Once I had recovered from my shock, however, curiosity took over and I decided to follow the "cooking with semen" link. What I found was as, if not more, amazing than the result itself. I found a book entitled Natural Harvest: A Collection of Semen-Based Recipes, for which I strongly urge you to read the book description and, especially, customer reviews. Trust me, you'll bust a gut. And possibly vomit, depending on how broadminded you may be. Then, how could I forget, there is also the epic tome, Semenology: The Semen Bartender's Handbook. Again, you really, really should read the reviews.

So, a whole new world opened up for me as a result of innocently borrowing that crap DVD - a world of cum cooking and baby batter beverage creation, should I wish to explore it further. And I thought I was a man of the world, but it seems not. Wow, what odd creatures we humans are...

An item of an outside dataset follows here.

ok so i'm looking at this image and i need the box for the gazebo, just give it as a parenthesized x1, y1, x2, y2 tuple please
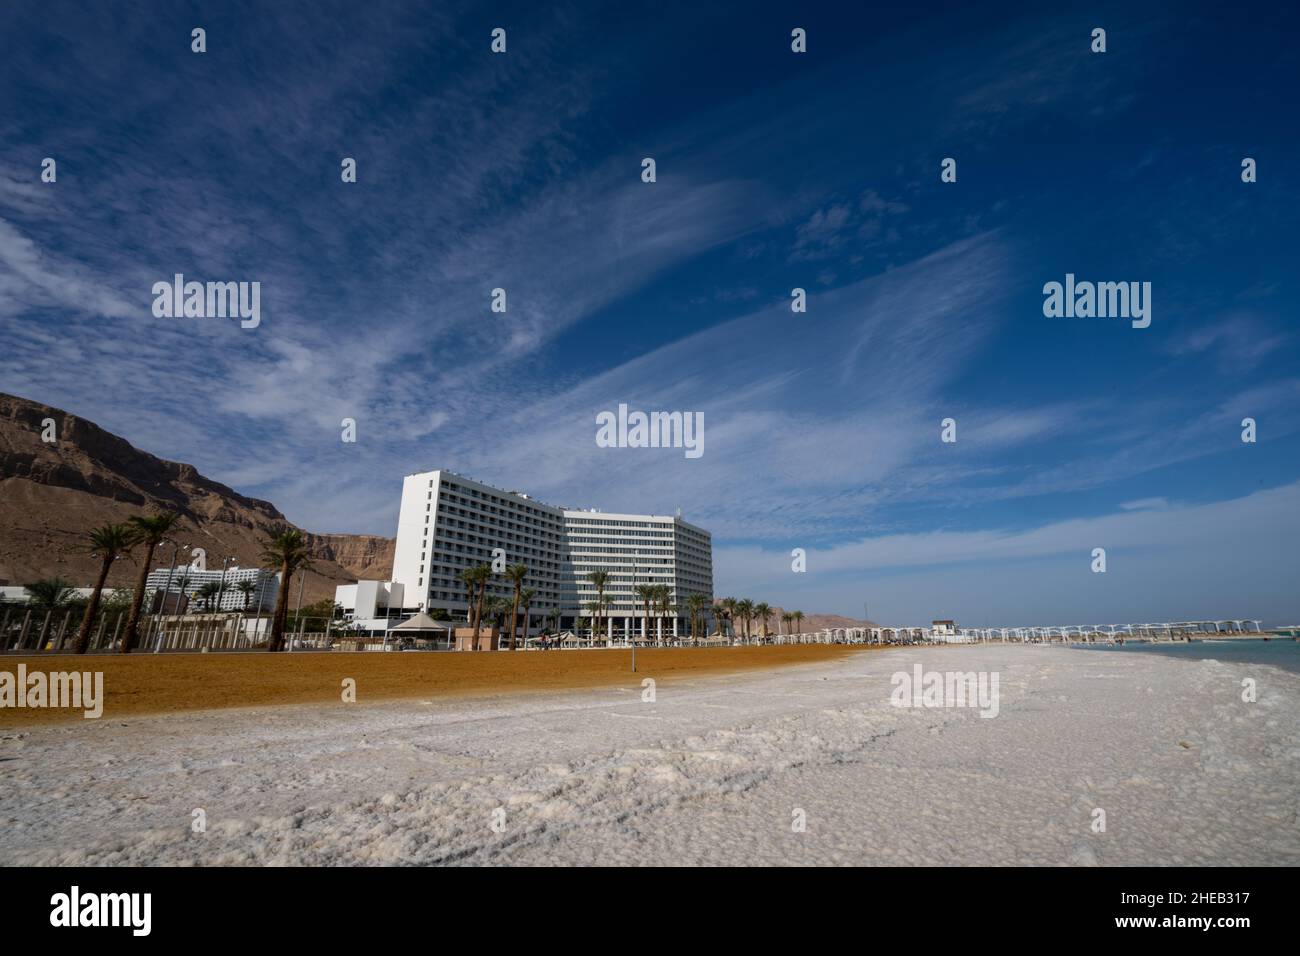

As I search today I see that "cooking with semen" has slipped down to # 5 in the search rankings. Poor show, semen! Amusingly, though, "cooking with booze" and, what the hell, "cooking with coolio" have entered the top 10! Hurrah! There is still no sign of wine, vegetables, chicken or confidence, but proudly shitt... er, sitting at the top of the pile today, however, is "cooking with pooh." I hope to hell that's the real book that now dominates the searches on Amazon, and not a spelling mistake. Not that, all things considered, I would too surprised if it was!